La ruse sublime de Harpo est de ne jamais persuader les autres de son existence (l’inverse donc de la ruse du diable selon Baudelaire "laisser croire qu'il n'existe pas"). Harpo ne cherche jamais à prouver qu'il existe. Harpo tait son existence. Harpo improvise une multitude de gestes insensés afin d’affirmer la grâce inexorable de taire son existence.

 

Harpo apparaît par la grâce du silence sans affirmer cependant la valeur du silence. Harpo mange le silence par les gestes de sa translucidité comme le silence mange Harpo par les gestes de son sommeil. Harpo mange le silence en dehors de sa chair par la dénudation de mains de sa harpe comme le silence mange Harpo par l'improvisation d'amnésie de son sommeil.

 

 

Harpo refuse le langage sans jamais s'enfermer en lui-même. Harpo refuse le langage à visage ouvert, à visage explosé. Harpo n'est pas autiste, Harpo apparait plutôt comme l’automate de l'immédiat, l’automate paradoxal de l’immédiat.

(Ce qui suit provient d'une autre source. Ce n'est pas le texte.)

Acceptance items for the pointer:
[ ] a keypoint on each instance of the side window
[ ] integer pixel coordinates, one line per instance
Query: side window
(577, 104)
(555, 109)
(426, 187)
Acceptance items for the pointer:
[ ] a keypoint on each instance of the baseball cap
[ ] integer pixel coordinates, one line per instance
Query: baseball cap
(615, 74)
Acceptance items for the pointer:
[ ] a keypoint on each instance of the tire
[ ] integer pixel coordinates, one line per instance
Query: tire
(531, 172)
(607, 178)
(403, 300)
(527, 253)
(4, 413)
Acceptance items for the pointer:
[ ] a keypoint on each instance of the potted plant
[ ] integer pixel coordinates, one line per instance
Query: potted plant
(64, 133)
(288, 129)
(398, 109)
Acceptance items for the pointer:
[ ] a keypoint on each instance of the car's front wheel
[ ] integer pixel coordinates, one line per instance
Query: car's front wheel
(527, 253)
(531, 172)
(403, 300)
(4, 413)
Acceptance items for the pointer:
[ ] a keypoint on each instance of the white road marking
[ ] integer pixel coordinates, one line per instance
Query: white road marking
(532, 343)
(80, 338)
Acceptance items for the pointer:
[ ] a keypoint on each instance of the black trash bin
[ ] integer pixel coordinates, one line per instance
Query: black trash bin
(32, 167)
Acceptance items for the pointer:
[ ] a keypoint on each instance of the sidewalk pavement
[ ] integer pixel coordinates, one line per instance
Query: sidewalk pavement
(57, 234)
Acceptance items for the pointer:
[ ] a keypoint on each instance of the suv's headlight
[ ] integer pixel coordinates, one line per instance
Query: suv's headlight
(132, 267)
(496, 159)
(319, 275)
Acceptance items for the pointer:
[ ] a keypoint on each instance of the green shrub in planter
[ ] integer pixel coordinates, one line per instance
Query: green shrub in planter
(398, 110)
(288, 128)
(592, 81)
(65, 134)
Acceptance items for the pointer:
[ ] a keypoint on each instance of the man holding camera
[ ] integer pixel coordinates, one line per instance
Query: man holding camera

Si Harpo joue à s'enfermer c'est au bord de la prison radieuse de sa harpe, au bord de la prison de sources de sa harpe. Harpo caresse les cordes de sa harpe comme les barreaux d'une prison-falaise fascinée à plaisir.

 

Harpo incarne la puérilité aléatoire de l’épouvante, parce qu’il répète les autres sans répéter leur langage. Harpo répète les gestes des autres cependant il ne répète pas le sens de ces gestes. Harpo répète les gestes afin de détruire leur sens. Harpo répète les gestes à blanc, à blanc tabou, à blanc de terreur taboue jusqu’à apparaitre comme la forme aberrante du destin. Harpo apparait comme le destin du premier venu, du premier venu du dernier des hommes.

 

Harpo jouit du langage cependant il n'en jouit pas à travers la prononciation du sens. Harpo apparait comme l’automate d'instinct du tabou qui lit et écrit le langage sans jamais se croire obligé de le signifier. Harpo sait comment lire la parole sans avoir besoin de parler. Harpo lit le langage par la grâce taboue de la suite de ses gestes. La révolution de la lecture de la parole par Harpo serait semblable à celle effectuée par les moines du Moyen-Age quand ils commencèrent à lire mentalement à l'intérieur de leur crâne. A cette différence près que pour Harpo son crâne c'est l'espace et le temps du monde même. Harpo ne lit pas la parole à l'intérieur de sa pensée, Harpo lit la parole au dehors par les gestes de répétition monstrueuse de son apparition même. Harpo lit la parole par le tohu-bohu de grâce de la répétition de ses gestes. Harpo lit la parole par les contorsions de chute de l'instinct tabou de son apparition.

 

Harpo sait comment manger l'écriture sans avoir besoin d'écrire. Harpo mange l'écriture comme il marche à mains nues à l’intérieur du déluge d’anesthésie de la terre. Harpo marche à l’intérieur de l'écriture comme il mange à mains nues l’apocalypse de silence du ciel.